Boeing Workers Unite
From the Wall Street
Journal
By approving a new
contract on Friday, 51% of Boeing machinists in Puget Sound protected more
private union jobs than any National Labor Relations Board or White House
decree. They also overrode labor chiefs who were willing to gamble
rank-and-file jobs to maintain unsustainable pension benefits.
The new eight-year
contract replaces traditional defined-benefit pensions in 2016 with
401(k)-style plans while maintaining accrued benefits. Machinists will also
receive a $15,000 signing bonus, better dental benefits and a 4% raise over
eight years on top of annual cost-of-living adjustments.

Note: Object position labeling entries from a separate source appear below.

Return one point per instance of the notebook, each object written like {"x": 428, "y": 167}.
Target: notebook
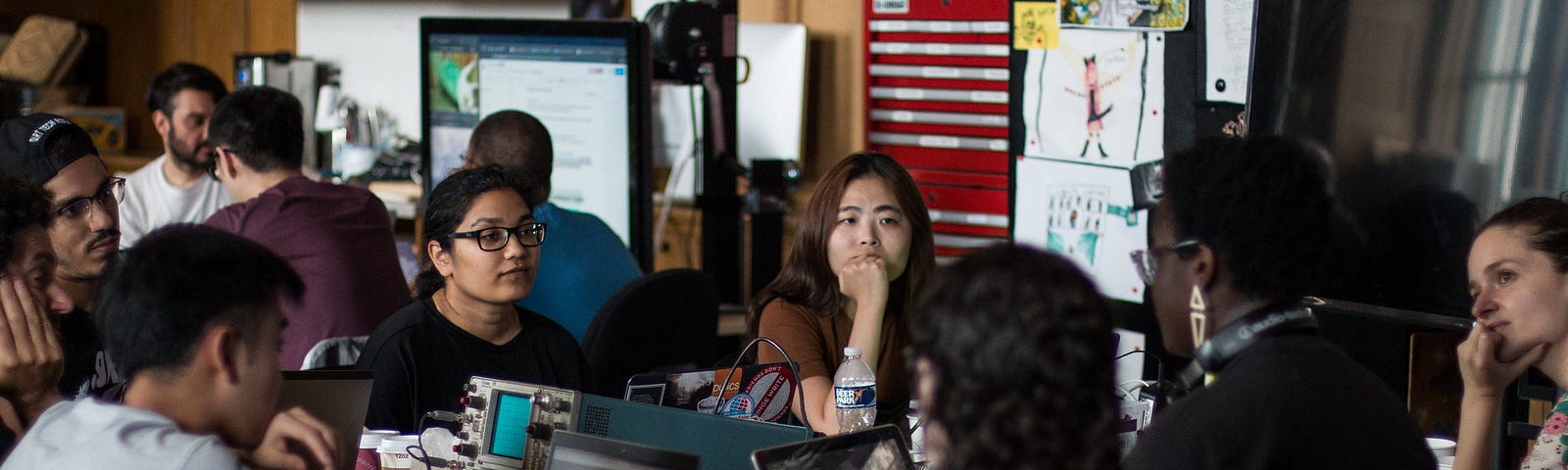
{"x": 336, "y": 397}
{"x": 875, "y": 448}
{"x": 582, "y": 451}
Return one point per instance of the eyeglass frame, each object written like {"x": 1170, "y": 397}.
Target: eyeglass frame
{"x": 114, "y": 188}
{"x": 1145, "y": 263}
{"x": 509, "y": 231}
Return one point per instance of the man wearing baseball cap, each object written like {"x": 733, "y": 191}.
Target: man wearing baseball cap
{"x": 59, "y": 156}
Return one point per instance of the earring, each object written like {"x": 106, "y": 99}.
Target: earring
{"x": 1199, "y": 317}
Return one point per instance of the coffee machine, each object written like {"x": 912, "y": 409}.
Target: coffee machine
{"x": 297, "y": 75}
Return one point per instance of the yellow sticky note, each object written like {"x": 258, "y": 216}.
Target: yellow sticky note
{"x": 1035, "y": 25}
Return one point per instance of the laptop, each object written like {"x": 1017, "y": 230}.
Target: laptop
{"x": 582, "y": 451}
{"x": 875, "y": 448}
{"x": 336, "y": 397}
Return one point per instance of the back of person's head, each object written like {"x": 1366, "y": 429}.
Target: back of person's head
{"x": 261, "y": 124}
{"x": 38, "y": 146}
{"x": 516, "y": 141}
{"x": 1544, "y": 223}
{"x": 808, "y": 279}
{"x": 1018, "y": 347}
{"x": 447, "y": 206}
{"x": 180, "y": 281}
{"x": 1261, "y": 204}
{"x": 180, "y": 77}
{"x": 23, "y": 206}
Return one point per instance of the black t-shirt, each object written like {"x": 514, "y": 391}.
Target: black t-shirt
{"x": 88, "y": 368}
{"x": 1290, "y": 401}
{"x": 420, "y": 362}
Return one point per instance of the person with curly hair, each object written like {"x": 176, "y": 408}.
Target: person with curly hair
{"x": 30, "y": 352}
{"x": 1518, "y": 276}
{"x": 1238, "y": 240}
{"x": 861, "y": 255}
{"x": 1011, "y": 352}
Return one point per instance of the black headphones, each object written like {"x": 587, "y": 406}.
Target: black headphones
{"x": 1219, "y": 350}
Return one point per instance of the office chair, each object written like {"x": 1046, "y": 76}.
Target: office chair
{"x": 662, "y": 321}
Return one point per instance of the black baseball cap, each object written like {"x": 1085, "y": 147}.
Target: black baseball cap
{"x": 24, "y": 143}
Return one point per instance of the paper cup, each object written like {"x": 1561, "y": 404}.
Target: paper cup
{"x": 1442, "y": 446}
{"x": 394, "y": 453}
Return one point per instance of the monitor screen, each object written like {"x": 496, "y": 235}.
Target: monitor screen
{"x": 587, "y": 82}
{"x": 509, "y": 425}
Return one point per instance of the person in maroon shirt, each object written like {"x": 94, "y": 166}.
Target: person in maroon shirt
{"x": 339, "y": 239}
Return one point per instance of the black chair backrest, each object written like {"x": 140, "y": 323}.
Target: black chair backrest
{"x": 665, "y": 320}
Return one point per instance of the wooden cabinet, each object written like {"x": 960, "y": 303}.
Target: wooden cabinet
{"x": 143, "y": 36}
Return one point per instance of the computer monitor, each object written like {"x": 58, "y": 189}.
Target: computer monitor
{"x": 588, "y": 82}
{"x": 582, "y": 451}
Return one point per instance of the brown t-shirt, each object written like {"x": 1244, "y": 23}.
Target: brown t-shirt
{"x": 815, "y": 342}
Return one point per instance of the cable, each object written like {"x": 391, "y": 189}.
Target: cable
{"x": 792, "y": 367}
{"x": 674, "y": 176}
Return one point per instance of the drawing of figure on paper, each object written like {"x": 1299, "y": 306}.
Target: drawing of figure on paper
{"x": 1076, "y": 221}
{"x": 1098, "y": 98}
{"x": 1097, "y": 117}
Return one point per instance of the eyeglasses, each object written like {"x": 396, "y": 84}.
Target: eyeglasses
{"x": 1145, "y": 258}
{"x": 493, "y": 239}
{"x": 112, "y": 192}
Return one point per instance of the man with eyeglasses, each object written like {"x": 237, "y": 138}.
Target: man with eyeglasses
{"x": 49, "y": 151}
{"x": 339, "y": 239}
{"x": 593, "y": 262}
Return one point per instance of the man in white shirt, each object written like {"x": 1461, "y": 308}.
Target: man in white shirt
{"x": 195, "y": 321}
{"x": 176, "y": 187}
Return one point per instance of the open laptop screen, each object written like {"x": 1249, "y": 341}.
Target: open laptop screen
{"x": 875, "y": 448}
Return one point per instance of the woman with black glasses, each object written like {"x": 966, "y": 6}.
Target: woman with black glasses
{"x": 482, "y": 253}
{"x": 1239, "y": 237}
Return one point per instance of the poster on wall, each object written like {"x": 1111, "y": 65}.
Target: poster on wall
{"x": 1100, "y": 99}
{"x": 1082, "y": 212}
{"x": 1125, "y": 15}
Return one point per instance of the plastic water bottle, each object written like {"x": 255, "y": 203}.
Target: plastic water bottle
{"x": 855, "y": 392}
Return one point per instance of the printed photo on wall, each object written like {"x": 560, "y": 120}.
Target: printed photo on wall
{"x": 1086, "y": 213}
{"x": 1100, "y": 98}
{"x": 1125, "y": 15}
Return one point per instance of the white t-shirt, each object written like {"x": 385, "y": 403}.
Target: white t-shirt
{"x": 93, "y": 435}
{"x": 151, "y": 203}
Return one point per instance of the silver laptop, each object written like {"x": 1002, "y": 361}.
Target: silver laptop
{"x": 336, "y": 397}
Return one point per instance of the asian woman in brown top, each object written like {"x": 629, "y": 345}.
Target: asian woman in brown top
{"x": 862, "y": 251}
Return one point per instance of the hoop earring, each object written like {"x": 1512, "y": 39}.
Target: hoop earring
{"x": 1199, "y": 317}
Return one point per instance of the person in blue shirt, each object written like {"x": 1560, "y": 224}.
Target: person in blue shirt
{"x": 588, "y": 262}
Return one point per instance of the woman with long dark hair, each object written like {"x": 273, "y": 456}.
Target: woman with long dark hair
{"x": 861, "y": 255}
{"x": 482, "y": 253}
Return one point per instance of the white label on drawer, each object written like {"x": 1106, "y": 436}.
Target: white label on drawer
{"x": 988, "y": 96}
{"x": 890, "y": 7}
{"x": 890, "y": 25}
{"x": 938, "y": 72}
{"x": 938, "y": 141}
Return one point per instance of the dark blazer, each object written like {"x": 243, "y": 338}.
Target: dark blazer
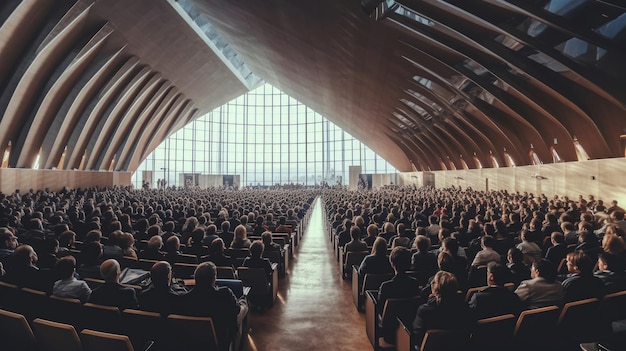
{"x": 375, "y": 264}
{"x": 495, "y": 301}
{"x": 114, "y": 294}
{"x": 158, "y": 299}
{"x": 218, "y": 303}
{"x": 580, "y": 287}
{"x": 556, "y": 253}
{"x": 452, "y": 314}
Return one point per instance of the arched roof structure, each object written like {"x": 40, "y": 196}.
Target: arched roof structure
{"x": 428, "y": 85}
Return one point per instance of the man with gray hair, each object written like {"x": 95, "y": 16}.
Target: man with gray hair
{"x": 112, "y": 293}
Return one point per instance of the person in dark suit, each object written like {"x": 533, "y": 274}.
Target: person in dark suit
{"x": 256, "y": 259}
{"x": 377, "y": 262}
{"x": 446, "y": 310}
{"x": 112, "y": 293}
{"x": 400, "y": 286}
{"x": 495, "y": 300}
{"x": 580, "y": 283}
{"x": 219, "y": 303}
{"x": 558, "y": 250}
{"x": 160, "y": 296}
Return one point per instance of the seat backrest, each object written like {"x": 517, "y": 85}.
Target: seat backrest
{"x": 184, "y": 270}
{"x": 402, "y": 308}
{"x": 492, "y": 331}
{"x": 613, "y": 306}
{"x": 373, "y": 281}
{"x": 100, "y": 341}
{"x": 15, "y": 332}
{"x": 142, "y": 326}
{"x": 225, "y": 272}
{"x": 440, "y": 340}
{"x": 255, "y": 278}
{"x": 53, "y": 336}
{"x": 191, "y": 333}
{"x": 533, "y": 324}
{"x": 102, "y": 318}
{"x": 354, "y": 258}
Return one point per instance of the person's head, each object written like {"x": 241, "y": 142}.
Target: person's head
{"x": 110, "y": 271}
{"x": 444, "y": 286}
{"x": 372, "y": 230}
{"x": 266, "y": 237}
{"x": 400, "y": 259}
{"x": 422, "y": 242}
{"x": 579, "y": 262}
{"x": 256, "y": 249}
{"x": 543, "y": 268}
{"x": 497, "y": 274}
{"x": 515, "y": 255}
{"x": 172, "y": 244}
{"x": 487, "y": 241}
{"x": 240, "y": 233}
{"x": 613, "y": 244}
{"x": 205, "y": 274}
{"x": 355, "y": 233}
{"x": 161, "y": 274}
{"x": 65, "y": 267}
{"x": 7, "y": 239}
{"x": 155, "y": 242}
{"x": 24, "y": 255}
{"x": 380, "y": 246}
{"x": 217, "y": 246}
{"x": 67, "y": 238}
{"x": 557, "y": 238}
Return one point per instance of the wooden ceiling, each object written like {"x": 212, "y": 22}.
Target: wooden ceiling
{"x": 428, "y": 85}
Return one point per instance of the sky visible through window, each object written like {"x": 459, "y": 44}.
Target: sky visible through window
{"x": 265, "y": 137}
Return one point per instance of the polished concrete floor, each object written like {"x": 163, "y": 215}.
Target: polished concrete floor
{"x": 314, "y": 309}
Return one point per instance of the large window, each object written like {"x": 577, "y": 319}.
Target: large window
{"x": 267, "y": 138}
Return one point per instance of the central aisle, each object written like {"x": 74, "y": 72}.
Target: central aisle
{"x": 314, "y": 309}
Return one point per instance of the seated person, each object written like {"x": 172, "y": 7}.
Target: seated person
{"x": 256, "y": 259}
{"x": 446, "y": 310}
{"x": 400, "y": 286}
{"x": 558, "y": 250}
{"x": 153, "y": 250}
{"x": 495, "y": 300}
{"x": 90, "y": 256}
{"x": 160, "y": 295}
{"x": 112, "y": 293}
{"x": 217, "y": 256}
{"x": 423, "y": 260}
{"x": 542, "y": 290}
{"x": 356, "y": 244}
{"x": 487, "y": 254}
{"x": 269, "y": 245}
{"x": 611, "y": 271}
{"x": 68, "y": 286}
{"x": 580, "y": 283}
{"x": 519, "y": 270}
{"x": 376, "y": 262}
{"x": 219, "y": 303}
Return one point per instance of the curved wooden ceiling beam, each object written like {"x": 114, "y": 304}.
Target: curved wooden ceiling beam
{"x": 76, "y": 110}
{"x": 139, "y": 126}
{"x": 113, "y": 87}
{"x": 32, "y": 83}
{"x": 137, "y": 153}
{"x": 56, "y": 96}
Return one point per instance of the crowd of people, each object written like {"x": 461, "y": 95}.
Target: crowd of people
{"x": 51, "y": 241}
{"x": 547, "y": 251}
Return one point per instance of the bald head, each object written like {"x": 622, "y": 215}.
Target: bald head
{"x": 110, "y": 270}
{"x": 161, "y": 273}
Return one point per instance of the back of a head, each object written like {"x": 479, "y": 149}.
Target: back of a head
{"x": 400, "y": 258}
{"x": 205, "y": 274}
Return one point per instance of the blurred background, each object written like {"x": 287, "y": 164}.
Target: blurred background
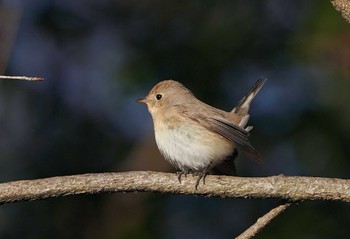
{"x": 98, "y": 57}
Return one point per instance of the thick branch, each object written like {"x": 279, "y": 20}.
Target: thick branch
{"x": 282, "y": 187}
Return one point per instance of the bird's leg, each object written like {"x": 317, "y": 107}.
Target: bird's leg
{"x": 179, "y": 174}
{"x": 202, "y": 175}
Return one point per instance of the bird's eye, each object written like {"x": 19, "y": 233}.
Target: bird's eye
{"x": 159, "y": 96}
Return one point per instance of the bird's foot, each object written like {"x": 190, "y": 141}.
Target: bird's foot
{"x": 179, "y": 175}
{"x": 201, "y": 176}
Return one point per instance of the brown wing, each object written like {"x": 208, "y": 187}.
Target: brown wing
{"x": 235, "y": 134}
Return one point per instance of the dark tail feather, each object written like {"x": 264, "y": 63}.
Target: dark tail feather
{"x": 243, "y": 105}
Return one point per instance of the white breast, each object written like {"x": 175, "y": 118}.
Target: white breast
{"x": 191, "y": 146}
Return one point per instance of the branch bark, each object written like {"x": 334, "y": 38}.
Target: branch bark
{"x": 263, "y": 221}
{"x": 282, "y": 187}
{"x": 342, "y": 6}
{"x": 27, "y": 78}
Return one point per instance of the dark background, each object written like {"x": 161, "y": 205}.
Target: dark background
{"x": 98, "y": 57}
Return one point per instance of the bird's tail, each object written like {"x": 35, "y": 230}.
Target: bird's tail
{"x": 242, "y": 107}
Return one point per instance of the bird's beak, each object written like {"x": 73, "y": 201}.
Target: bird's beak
{"x": 142, "y": 100}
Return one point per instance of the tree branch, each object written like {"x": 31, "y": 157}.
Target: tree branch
{"x": 342, "y": 6}
{"x": 282, "y": 187}
{"x": 28, "y": 78}
{"x": 263, "y": 221}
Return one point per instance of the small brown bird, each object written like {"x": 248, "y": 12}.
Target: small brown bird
{"x": 198, "y": 138}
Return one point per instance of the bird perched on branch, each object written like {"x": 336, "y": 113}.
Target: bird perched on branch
{"x": 198, "y": 138}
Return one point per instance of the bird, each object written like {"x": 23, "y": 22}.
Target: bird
{"x": 198, "y": 138}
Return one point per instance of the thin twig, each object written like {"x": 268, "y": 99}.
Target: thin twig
{"x": 263, "y": 221}
{"x": 279, "y": 187}
{"x": 28, "y": 78}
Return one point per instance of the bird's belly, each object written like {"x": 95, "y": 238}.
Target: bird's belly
{"x": 191, "y": 147}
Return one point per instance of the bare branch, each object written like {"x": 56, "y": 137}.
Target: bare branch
{"x": 28, "y": 78}
{"x": 287, "y": 188}
{"x": 342, "y": 6}
{"x": 263, "y": 221}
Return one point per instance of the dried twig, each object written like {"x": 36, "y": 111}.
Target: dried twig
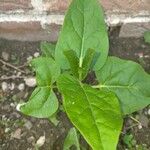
{"x": 11, "y": 66}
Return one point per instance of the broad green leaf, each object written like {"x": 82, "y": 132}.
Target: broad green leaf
{"x": 53, "y": 119}
{"x": 48, "y": 49}
{"x": 128, "y": 80}
{"x": 73, "y": 61}
{"x": 47, "y": 71}
{"x": 42, "y": 103}
{"x": 84, "y": 28}
{"x": 96, "y": 114}
{"x": 71, "y": 139}
{"x": 87, "y": 61}
{"x": 147, "y": 36}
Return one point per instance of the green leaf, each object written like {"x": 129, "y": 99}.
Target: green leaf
{"x": 71, "y": 139}
{"x": 87, "y": 61}
{"x": 147, "y": 37}
{"x": 73, "y": 61}
{"x": 42, "y": 103}
{"x": 48, "y": 49}
{"x": 47, "y": 71}
{"x": 128, "y": 80}
{"x": 96, "y": 114}
{"x": 84, "y": 28}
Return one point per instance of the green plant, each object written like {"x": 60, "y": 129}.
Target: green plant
{"x": 147, "y": 37}
{"x": 97, "y": 111}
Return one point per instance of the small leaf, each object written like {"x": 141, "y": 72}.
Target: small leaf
{"x": 42, "y": 103}
{"x": 48, "y": 49}
{"x": 73, "y": 61}
{"x": 96, "y": 114}
{"x": 46, "y": 69}
{"x": 147, "y": 37}
{"x": 84, "y": 27}
{"x": 54, "y": 119}
{"x": 128, "y": 80}
{"x": 87, "y": 61}
{"x": 71, "y": 139}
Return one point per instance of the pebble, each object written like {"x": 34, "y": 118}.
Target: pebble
{"x": 5, "y": 56}
{"x": 28, "y": 125}
{"x": 148, "y": 112}
{"x": 4, "y": 86}
{"x": 40, "y": 142}
{"x": 29, "y": 58}
{"x": 12, "y": 105}
{"x": 7, "y": 130}
{"x": 30, "y": 82}
{"x": 31, "y": 139}
{"x": 21, "y": 86}
{"x": 139, "y": 126}
{"x": 144, "y": 121}
{"x": 16, "y": 134}
{"x": 36, "y": 54}
{"x": 12, "y": 86}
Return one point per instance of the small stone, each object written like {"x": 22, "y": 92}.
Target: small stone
{"x": 31, "y": 82}
{"x": 7, "y": 130}
{"x": 12, "y": 105}
{"x": 5, "y": 56}
{"x": 28, "y": 125}
{"x": 21, "y": 87}
{"x": 36, "y": 54}
{"x": 144, "y": 121}
{"x": 140, "y": 126}
{"x": 148, "y": 112}
{"x": 31, "y": 139}
{"x": 12, "y": 86}
{"x": 29, "y": 58}
{"x": 40, "y": 142}
{"x": 4, "y": 86}
{"x": 17, "y": 134}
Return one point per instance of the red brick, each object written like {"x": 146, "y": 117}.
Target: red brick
{"x": 109, "y": 5}
{"x": 55, "y": 5}
{"x": 126, "y": 5}
{"x": 8, "y": 5}
{"x": 28, "y": 31}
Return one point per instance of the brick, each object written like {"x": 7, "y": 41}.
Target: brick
{"x": 9, "y": 5}
{"x": 126, "y": 5}
{"x": 28, "y": 31}
{"x": 55, "y": 5}
{"x": 108, "y": 5}
{"x": 134, "y": 30}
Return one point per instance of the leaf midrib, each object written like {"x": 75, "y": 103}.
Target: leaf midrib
{"x": 115, "y": 86}
{"x": 90, "y": 106}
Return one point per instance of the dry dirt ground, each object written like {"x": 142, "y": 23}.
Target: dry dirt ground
{"x": 19, "y": 132}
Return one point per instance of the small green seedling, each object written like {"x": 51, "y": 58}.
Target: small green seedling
{"x": 147, "y": 37}
{"x": 97, "y": 111}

Boeing warned that the
contract was its best-and-final offer and critical to securing 20,000 jobs
involved in the assembly of its new 777X jet.
Remarkably, two-thirds
of machinists had rejected a similar offer by Boeing in November. Local labor
leaders portrayed Boeing executives as Gordon Gekkos who were seeking to raid
their pensions and insisted that the company's threat to move production of the
777X out of state was a bluff.
After machinists shot
down its initial contract proposal, Boeing received bids from nearly two dozen
other states eager for the jobs. Only then did International President of the
International Association of Machinists and Aerospace Workers Tom Buffenbarger
force another vote on a revised contract to prevent union jobs from flying away
to right-to-work states in the South. Mr. Buffenbarger may have recalled
Boeing's decision in 2009 to build its 787
Dreamliner in North Charleston,
South Carolina, to avoid labor disruptions that had slowed production at its
plants in Puget Sound.
One reason union
membership in the U.S. has shrunk to 6.6% of private workers from 35% in the
mid-1950s is that to remain competitive businesses are fleeing union workforces
that refuse to change. Detroit was a casualty of this jobs flight, and Seattle
may have been another had Boeing machinists insisted on preserving their
traditional pensions, which no longer exist in most of the private economy and
leave workers hostage to economic fate. A 401(k) lets workers build assets
immediately and transport them from job to job. The Boeing vote is a victory
for common sense, the U.S. economy, and especially the Boeing workforce.